During a week in October, Archetti counted the numbers of rosy apple aphids on 120 apple trees, which had either red, yellow or green leaves. On average, he found that the red trees were the least attractive hosts, drawing half as many aphids as the green trees, and a third as many as the yellow ones.

Of course, it’s possible that green and yellow leaves simply appear more vibrant to aphids because of their particular brand of colour vision. But Archetti also found that the aphids who laid eggs on red-leaved trees were less successful at raising young than those who chose yellow or green ones. He deliberately placed females on different trees and counted the number of adult offspring in the spring. On the red trees, just 29% of the young survived to adulthood, around half as many as those that grew up on the yellow or green trees. This strongly suggests that aphids actively avoid red-leaved trees, and for good reason.

To test his theory further, Archetti compared autumn colours in wild and domesticated apple trees. Wild versions still have to fend off the insect pests, but domestic ones have been bred for centuries for taste and yield, regardless of their autumn hues. Their care and reproduction is largely controlled by humans and their success doesn’t depend very much on their ability to ward off attacks from insects. With that evolutionary pressure lifted, you would expect domesticated apple trees to avoid the cost of producing expensive red pigments, and that’s exactly the case.

Archetti tracked down wild trees in Kyrgyzstan and Kazakhstan and found that 62% of them turned red in the autumn, compared to just 3% of those in an English orchard. That’s not just a reaction to different environments, for the same patterns apply in imported wild trees – in the US, 30% of wild Central Asian apple trees turn red compared to under 5% of local varieties.

But not all domesticated trees were equal. Archetti analysed data from the US Department of Agriculture’s extensive database of all American apple varieties, and found that those whose leaves turn red score higher on scales of vigour than those which yellow or stay green.  He also saw that trees that are more susceptible to fire blight – a bacterial disease transmitted by aphids and other insects – were more likely to turn red in autumn.

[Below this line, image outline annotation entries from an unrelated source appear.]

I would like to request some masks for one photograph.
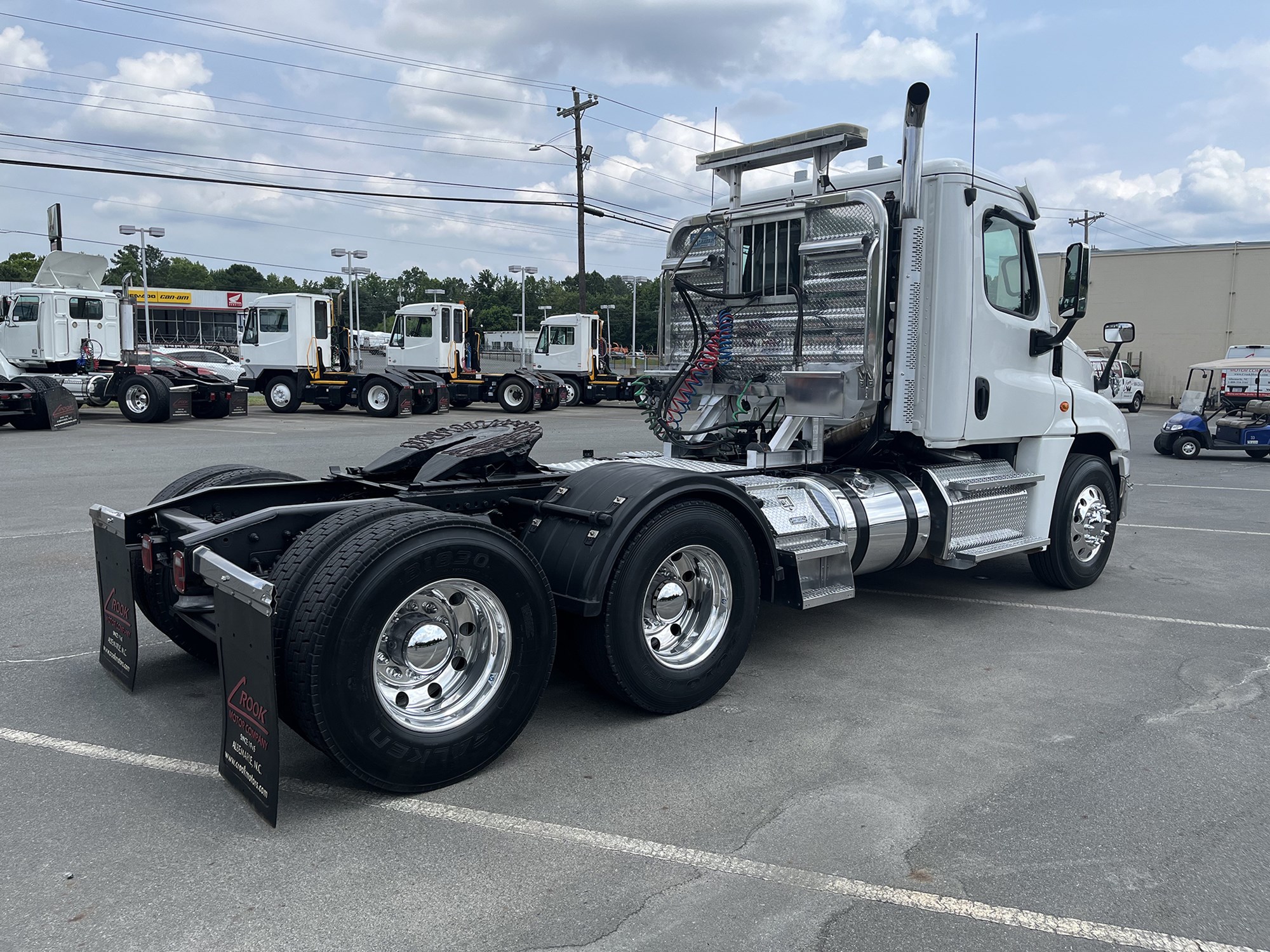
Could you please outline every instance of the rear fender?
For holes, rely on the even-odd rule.
[[[688,499],[715,503],[737,517],[758,556],[759,594],[772,600],[781,570],[758,504],[715,473],[627,462],[597,463],[566,479],[545,500],[589,510],[597,519],[541,513],[528,523],[522,541],[542,565],[556,605],[593,617],[603,608],[608,579],[635,532],[658,509]]]

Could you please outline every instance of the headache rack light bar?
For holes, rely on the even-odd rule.
[[[866,145],[869,145],[869,129],[848,122],[837,122],[832,126],[819,126],[789,136],[765,138],[762,142],[702,152],[697,156],[697,171],[706,169],[739,169],[740,171],[766,169],[772,165],[817,159],[820,150],[828,150],[832,159],[838,152],[845,152],[848,149],[862,149]]]

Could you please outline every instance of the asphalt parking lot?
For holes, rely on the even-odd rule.
[[[4,428],[0,948],[1270,948],[1270,461],[1157,456],[1166,415],[1128,418],[1091,589],[1022,556],[865,576],[763,608],[674,717],[560,665],[507,754],[422,797],[287,731],[277,830],[215,776],[215,671],[145,623],[135,696],[99,668],[88,506],[367,462],[428,418]],[[654,446],[630,406],[540,419],[542,459]]]

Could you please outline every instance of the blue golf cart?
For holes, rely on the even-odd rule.
[[[1157,453],[1172,453],[1179,459],[1194,459],[1204,449],[1243,451],[1253,459],[1270,456],[1270,400],[1232,404],[1222,395],[1222,380],[1228,371],[1251,371],[1257,392],[1261,374],[1270,377],[1265,358],[1193,364],[1177,413],[1156,437]]]

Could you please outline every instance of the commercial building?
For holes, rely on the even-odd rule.
[[[1057,314],[1063,255],[1040,259]],[[1140,362],[1147,400],[1167,404],[1190,364],[1226,357],[1231,345],[1270,344],[1270,241],[1095,250],[1088,312],[1072,339],[1101,349],[1107,321],[1137,325],[1137,339],[1121,355]]]

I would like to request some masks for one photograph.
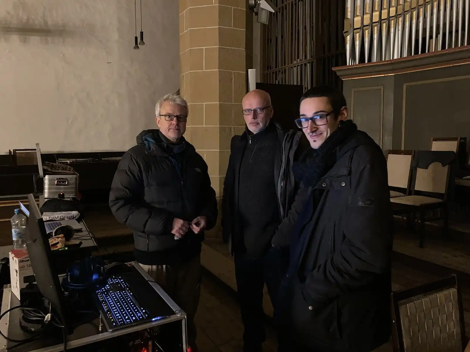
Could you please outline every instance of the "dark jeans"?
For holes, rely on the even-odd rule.
[[[235,253],[235,276],[240,301],[243,351],[261,351],[266,339],[263,311],[263,289],[266,283],[273,304],[281,281],[289,264],[289,252],[271,248],[262,256],[253,258]]]

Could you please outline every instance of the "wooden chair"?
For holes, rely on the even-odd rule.
[[[391,305],[394,351],[470,351],[455,275],[394,292]]]
[[[457,153],[460,145],[460,137],[433,137],[431,138],[431,150]]]
[[[450,165],[443,166],[437,162],[431,163],[427,169],[416,168],[413,172],[411,195],[390,199],[395,214],[419,214],[421,248],[424,246],[425,221],[442,219],[444,221],[444,232],[447,230],[448,227],[447,193],[450,172]],[[439,210],[437,215],[435,214],[436,210]],[[429,210],[432,211],[432,214],[426,219],[426,213]]]
[[[413,150],[389,150],[387,152],[387,171],[390,198],[408,195],[411,180]]]
[[[454,152],[457,153],[459,164],[467,165],[469,163],[467,147],[467,137],[433,137],[431,138],[431,150]]]

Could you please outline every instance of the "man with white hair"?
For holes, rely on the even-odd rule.
[[[155,112],[159,130],[142,131],[123,156],[110,207],[133,231],[136,260],[186,313],[188,351],[194,352],[201,244],[204,230],[215,225],[217,202],[207,165],[183,137],[186,101],[167,94]]]
[[[272,120],[271,97],[264,91],[250,92],[242,105],[246,128],[232,138],[221,224],[235,262],[243,351],[261,352],[266,339],[263,288],[266,283],[275,302],[287,268],[289,252],[282,242],[293,221],[289,213],[298,185],[291,166],[302,149],[302,134],[283,130]]]

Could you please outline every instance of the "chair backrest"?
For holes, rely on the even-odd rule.
[[[454,275],[393,292],[394,351],[462,352],[465,338],[462,302]]]
[[[389,150],[387,154],[388,185],[409,188],[411,176],[412,150]]]
[[[433,137],[431,138],[431,150],[437,152],[454,152],[456,153],[458,151],[460,143],[460,137]]]
[[[416,168],[414,191],[446,195],[448,184],[449,165],[433,162],[427,169]]]

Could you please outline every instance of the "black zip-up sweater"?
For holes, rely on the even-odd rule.
[[[201,252],[203,233],[191,230],[175,240],[175,218],[191,222],[207,218],[215,225],[217,202],[207,165],[182,138],[170,145],[157,130],[143,131],[137,145],[123,156],[110,193],[116,219],[134,232],[134,254],[141,264],[161,265],[186,261]]]
[[[270,246],[281,223],[274,177],[278,148],[274,124],[256,134],[250,132],[240,168],[238,217],[246,253],[257,257]],[[235,249],[235,251],[243,249]]]

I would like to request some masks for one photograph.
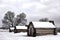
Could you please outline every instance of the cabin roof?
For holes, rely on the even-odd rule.
[[[16,29],[27,29],[25,26],[16,26]]]
[[[50,22],[32,22],[35,28],[55,28]]]

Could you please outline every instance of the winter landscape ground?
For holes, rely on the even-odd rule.
[[[0,40],[60,40],[60,33],[57,35],[43,35],[36,37],[27,36],[26,32],[13,33],[0,29]]]

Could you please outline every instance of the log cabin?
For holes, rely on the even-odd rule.
[[[25,26],[16,26],[14,28],[14,33],[27,32],[27,27]]]
[[[57,35],[56,27],[54,21],[49,22],[30,22],[27,26],[28,36],[38,36],[53,34]]]

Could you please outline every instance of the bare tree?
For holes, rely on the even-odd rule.
[[[21,13],[19,15],[17,15],[17,17],[15,18],[15,25],[25,25],[27,23],[27,19],[26,19],[26,14],[25,13]]]
[[[13,27],[13,18],[14,12],[8,11],[4,16],[2,23],[8,25],[9,27]]]

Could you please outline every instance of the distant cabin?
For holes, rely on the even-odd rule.
[[[53,34],[56,35],[56,27],[53,21],[49,22],[30,22],[27,26],[27,35],[36,36],[36,35],[47,35]]]
[[[25,26],[16,26],[14,28],[14,33],[27,32],[27,27]]]

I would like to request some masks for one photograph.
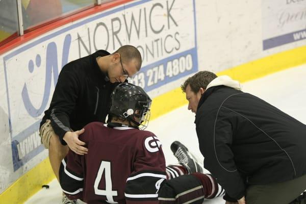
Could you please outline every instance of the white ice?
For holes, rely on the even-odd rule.
[[[306,123],[306,64],[279,71],[243,84],[243,91],[255,95],[286,113]],[[175,103],[169,101],[169,103]],[[194,123],[194,114],[184,106],[149,123],[147,130],[154,133],[163,143],[167,164],[177,163],[170,145],[175,140],[184,144],[202,161]],[[62,192],[56,180],[42,189],[25,203],[60,203]],[[81,202],[80,202],[81,203]],[[204,203],[224,203],[222,198],[207,200]]]

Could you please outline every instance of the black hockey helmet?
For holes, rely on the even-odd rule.
[[[140,129],[145,129],[150,117],[152,100],[142,88],[124,83],[118,85],[111,96],[110,113],[133,122]],[[135,121],[135,118],[139,118]]]

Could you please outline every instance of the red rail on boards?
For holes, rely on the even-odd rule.
[[[133,0],[114,0],[112,2],[103,4],[101,5],[95,6],[94,7],[81,11],[80,13],[73,14],[71,16],[63,17],[59,20],[55,20],[50,22],[47,22],[46,23],[39,26],[36,27],[35,30],[25,33],[23,36],[19,36],[0,46],[0,55],[9,51],[18,45],[24,43],[48,31],[52,31],[62,26],[75,21],[81,18],[90,16],[96,13],[98,13],[121,4],[132,2],[133,1]]]

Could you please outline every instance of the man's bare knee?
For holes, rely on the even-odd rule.
[[[49,153],[58,155],[59,157],[64,158],[68,154],[69,147],[68,145],[63,145],[60,141],[59,136],[53,135],[50,138],[49,145]]]

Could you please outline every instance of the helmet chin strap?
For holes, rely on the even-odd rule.
[[[129,116],[126,119],[128,119],[128,120],[129,121],[129,126],[131,127],[131,128],[137,128],[138,129],[138,126],[139,125],[140,125],[140,123],[139,123],[139,122],[136,122],[134,119],[133,119],[132,118],[132,117],[131,117],[131,116]],[[136,124],[136,125],[133,125],[132,124],[132,123],[131,123],[131,122],[133,122],[134,123],[135,123]]]

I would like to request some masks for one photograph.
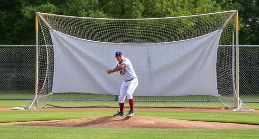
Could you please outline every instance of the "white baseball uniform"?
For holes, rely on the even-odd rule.
[[[125,65],[123,69],[119,71],[123,82],[120,86],[120,92],[119,97],[119,102],[124,103],[126,96],[128,100],[133,98],[132,94],[139,85],[139,80],[130,60],[124,58],[120,64],[118,62],[116,67],[123,64]]]

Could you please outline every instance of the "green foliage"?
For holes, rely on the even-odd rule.
[[[258,44],[258,1],[0,0],[0,3],[1,44],[35,44],[35,13],[37,11],[82,17],[139,18],[193,15],[237,9],[239,12],[239,44]]]

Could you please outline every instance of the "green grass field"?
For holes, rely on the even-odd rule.
[[[1,100],[0,107],[26,105],[29,100]],[[251,104],[249,103],[246,104]],[[258,103],[251,105],[258,108]],[[65,119],[111,115],[114,110],[0,111],[0,123]],[[259,113],[135,110],[136,116],[259,125]],[[0,126],[1,138],[258,138],[259,128],[208,129],[88,128]]]

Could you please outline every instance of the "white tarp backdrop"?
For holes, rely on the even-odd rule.
[[[52,91],[119,95],[122,82],[115,52],[129,58],[139,79],[135,96],[216,96],[218,46],[222,30],[192,39],[148,44],[91,41],[50,31],[54,52]]]

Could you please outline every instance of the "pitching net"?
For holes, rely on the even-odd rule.
[[[106,71],[120,50],[139,79],[135,107],[249,110],[235,90],[237,13],[112,19],[37,12],[38,85],[25,108],[118,107],[122,81]]]

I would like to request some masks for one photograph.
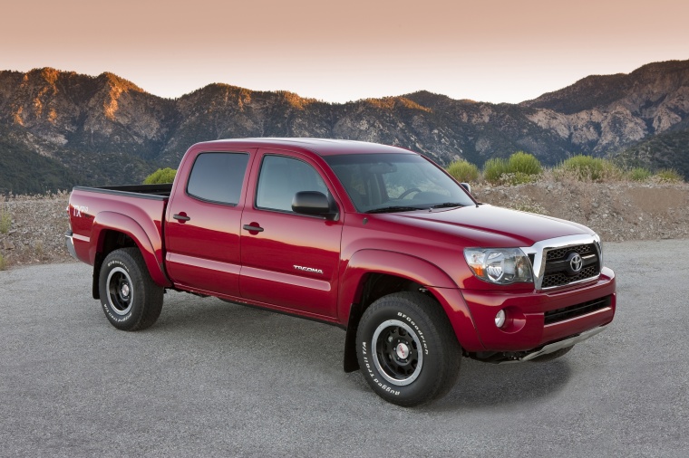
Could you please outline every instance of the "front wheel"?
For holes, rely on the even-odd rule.
[[[108,254],[98,288],[105,316],[118,329],[145,329],[160,315],[163,289],[150,278],[138,248]]]
[[[419,406],[454,386],[461,348],[441,306],[417,292],[384,296],[366,309],[356,332],[359,367],[374,391]]]

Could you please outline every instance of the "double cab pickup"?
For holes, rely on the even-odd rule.
[[[330,323],[344,370],[401,406],[447,393],[462,358],[552,359],[615,315],[596,233],[481,204],[396,147],[199,143],[172,185],[77,186],[68,211],[114,327],[151,326],[165,290]]]

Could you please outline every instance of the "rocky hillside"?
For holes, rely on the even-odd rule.
[[[328,137],[400,145],[442,164],[522,149],[553,165],[571,154],[640,154],[689,177],[689,147],[645,143],[689,124],[689,61],[591,76],[521,104],[426,91],[345,104],[211,84],[160,99],[112,73],[0,72],[0,194],[137,183],[176,167],[189,145],[238,137]],[[645,145],[643,154],[629,147]],[[650,152],[649,151],[650,148]],[[657,156],[657,157],[656,157]],[[657,160],[656,160],[657,159]]]
[[[481,202],[568,219],[596,230],[604,242],[689,238],[689,184],[582,183],[544,178],[517,186],[479,184]],[[9,225],[0,255],[9,268],[72,261],[64,247],[69,195],[0,197]],[[0,262],[2,264],[2,262]]]

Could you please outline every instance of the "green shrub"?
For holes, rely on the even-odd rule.
[[[596,182],[619,179],[624,175],[622,170],[611,161],[584,155],[573,156],[565,160],[556,172],[571,174],[576,179],[581,181]]]
[[[684,181],[679,172],[674,168],[662,168],[655,172],[654,177],[664,183],[680,183]]]
[[[637,167],[629,170],[629,179],[632,181],[645,181],[651,177],[650,170],[643,167]]]
[[[0,205],[0,234],[7,234],[12,225],[12,215],[5,209],[4,205]]]
[[[479,167],[464,159],[456,160],[447,167],[450,175],[460,182],[476,182],[479,179]]]
[[[517,151],[509,157],[507,162],[509,173],[518,175],[540,175],[540,162],[533,155],[524,151]]]
[[[507,159],[493,157],[483,165],[483,178],[490,183],[500,183],[503,175],[509,173]]]
[[[144,185],[162,185],[175,181],[177,170],[170,167],[159,168],[143,180]]]

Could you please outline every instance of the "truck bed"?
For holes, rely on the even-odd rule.
[[[119,186],[74,186],[75,190],[89,191],[95,193],[115,194],[129,196],[131,197],[164,199],[170,197],[172,192],[172,184],[164,185],[125,185]]]

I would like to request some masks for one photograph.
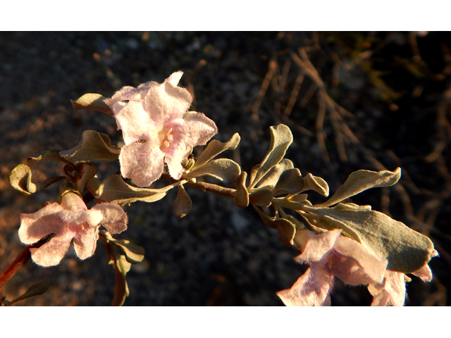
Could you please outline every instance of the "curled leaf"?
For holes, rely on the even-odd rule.
[[[277,182],[279,180],[279,178],[280,178],[280,175],[282,175],[282,173],[283,173],[286,170],[292,169],[293,168],[295,168],[295,166],[293,165],[293,163],[288,158],[283,158],[280,162],[274,165],[271,169],[271,170],[269,170],[266,173],[266,175],[265,175],[263,178],[260,180],[260,182],[259,182],[257,187],[259,188],[266,187],[269,190],[273,190],[273,189],[277,184]],[[257,172],[255,173],[257,173]]]
[[[99,199],[106,202],[114,202],[120,206],[137,201],[154,202],[164,197],[166,192],[173,188],[168,185],[161,189],[137,188],[128,184],[120,175],[111,175],[104,180],[96,192]]]
[[[192,208],[192,202],[190,196],[186,192],[183,184],[178,186],[177,198],[174,201],[174,212],[179,218],[186,216]]]
[[[105,113],[110,116],[114,116],[110,107],[104,101],[106,97],[99,94],[88,93],[80,96],[75,101],[70,100],[74,109],[87,109]]]
[[[266,189],[258,189],[249,195],[249,200],[257,206],[269,206],[273,201],[273,193]]]
[[[108,231],[101,230],[101,234],[125,255],[125,259],[130,264],[137,264],[144,259],[142,246],[136,245],[127,239],[116,239]]]
[[[66,178],[64,176],[51,177],[35,184],[31,182],[31,176],[32,173],[30,167],[25,164],[19,164],[11,170],[8,175],[8,179],[14,189],[30,195],[40,192],[56,182]]]
[[[119,158],[121,149],[111,144],[106,134],[95,130],[85,130],[82,139],[74,148],[60,151],[59,154],[70,162],[77,164],[94,161],[115,161]]]
[[[218,158],[199,165],[189,173],[183,174],[183,178],[212,177],[224,183],[236,182],[241,174],[241,168],[236,162],[228,158]]]
[[[59,161],[63,162],[66,164],[68,164],[73,168],[73,164],[69,162],[66,158],[62,158],[59,155],[60,151],[56,149],[49,149],[48,148],[44,148],[38,150],[33,154],[32,157],[27,158],[28,163],[37,162],[39,161]]]
[[[206,146],[204,151],[199,155],[197,161],[192,167],[193,169],[206,163],[212,158],[219,155],[223,151],[226,150],[233,150],[240,143],[240,137],[237,132],[233,134],[230,139],[226,142],[220,142],[216,139],[214,139]]]
[[[293,246],[293,239],[296,234],[296,227],[288,220],[279,218],[274,221],[279,232],[280,240],[285,245],[289,247]]]
[[[249,188],[253,188],[274,165],[278,164],[283,156],[290,144],[293,142],[293,135],[288,127],[278,125],[270,127],[271,144],[266,156],[253,177]],[[253,175],[251,175],[253,176]]]
[[[315,225],[328,230],[341,228],[380,258],[388,260],[388,270],[404,273],[421,268],[429,261],[434,250],[427,237],[387,215],[338,204],[334,208],[305,206],[314,216]]]
[[[280,194],[295,194],[302,192],[303,188],[304,180],[301,172],[295,168],[282,173],[273,193],[275,196]]]
[[[30,288],[22,296],[16,298],[13,301],[11,301],[9,305],[13,304],[16,301],[26,299],[27,298],[34,297],[35,296],[42,294],[49,289],[49,287],[50,287],[50,285],[49,285],[49,283],[47,283],[47,282],[40,282],[39,283],[35,284],[34,285],[30,287]]]
[[[233,203],[238,208],[246,208],[249,206],[249,192],[246,189],[246,177],[247,173],[242,171],[237,180],[237,191],[233,197]]]
[[[401,168],[397,168],[395,171],[382,170],[357,170],[350,175],[335,193],[328,201],[316,206],[323,207],[336,204],[349,197],[361,193],[371,188],[391,187],[401,177]]]
[[[268,225],[269,227],[272,227],[273,229],[277,229],[277,225],[274,224],[274,220],[276,220],[276,218],[268,216],[254,204],[252,204],[252,206],[259,213],[259,215],[260,215],[260,218],[261,218],[261,220],[266,225]]]
[[[323,196],[329,196],[329,186],[324,180],[309,173],[304,177],[302,192],[314,190]]]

These observations provide even more support for the signalling theory, which predicts that the strongest signals will be used by the strongest individuals or those who have the greatest need forgetting their message across. That’s exactly what Archetti found.

All in all, he has assembled an impressive body of evidence to support the signalling theory. Archetti’s work has come under heavy criticism before, not least because some scientists claimed that aphids can’t actually see red. Unlike humans, aphids lack light-sensitive cells that are tuned to red light – theirs are tuned to yellow, blue-green and ultraviolet. Nonetheless, Archetti teamed up with one of his critics to show that aphids could still tell the difference between red and green leaves based on how they reflect these other colours. And regardless, the proof is in their behaviour – they strongly prefer green leaves to red ones.

Critics of Archetti’s work have their own favoured theory – that autumn colours act as a natural sunscreen. As the tree withdraws its chlorophyll from its leaves, there’s a risk that sunlight striking the deserted leaves will damage them instead of providing energy for photosynthesis. This damage makes it more difficult for trees to reabsorb nutrients from the leaves. But the anthocyanins that give red leaves their colour provide protection against this damage.

Archetti believes that the evidence for this idea is inconsistent, and that it cannot explain why some trees turn red in autumn and others don’t. He’s currently writing a review to summarise the evidence for and against it. Nonetheless, he says that his study doesn’t contradict the sunscreen idea, and the two processes may complement each other.

For the moment, he has given the signalling theory some impressive weight. And perhaps, it’s not actually that surprising. After all, nature is replete with colourful warning signs, from the black and yellow coats of wasps, to the stunning garments of poison arrow frogs. Could the gorgeous colours of autumn be yet another example of just such a beautiful threat?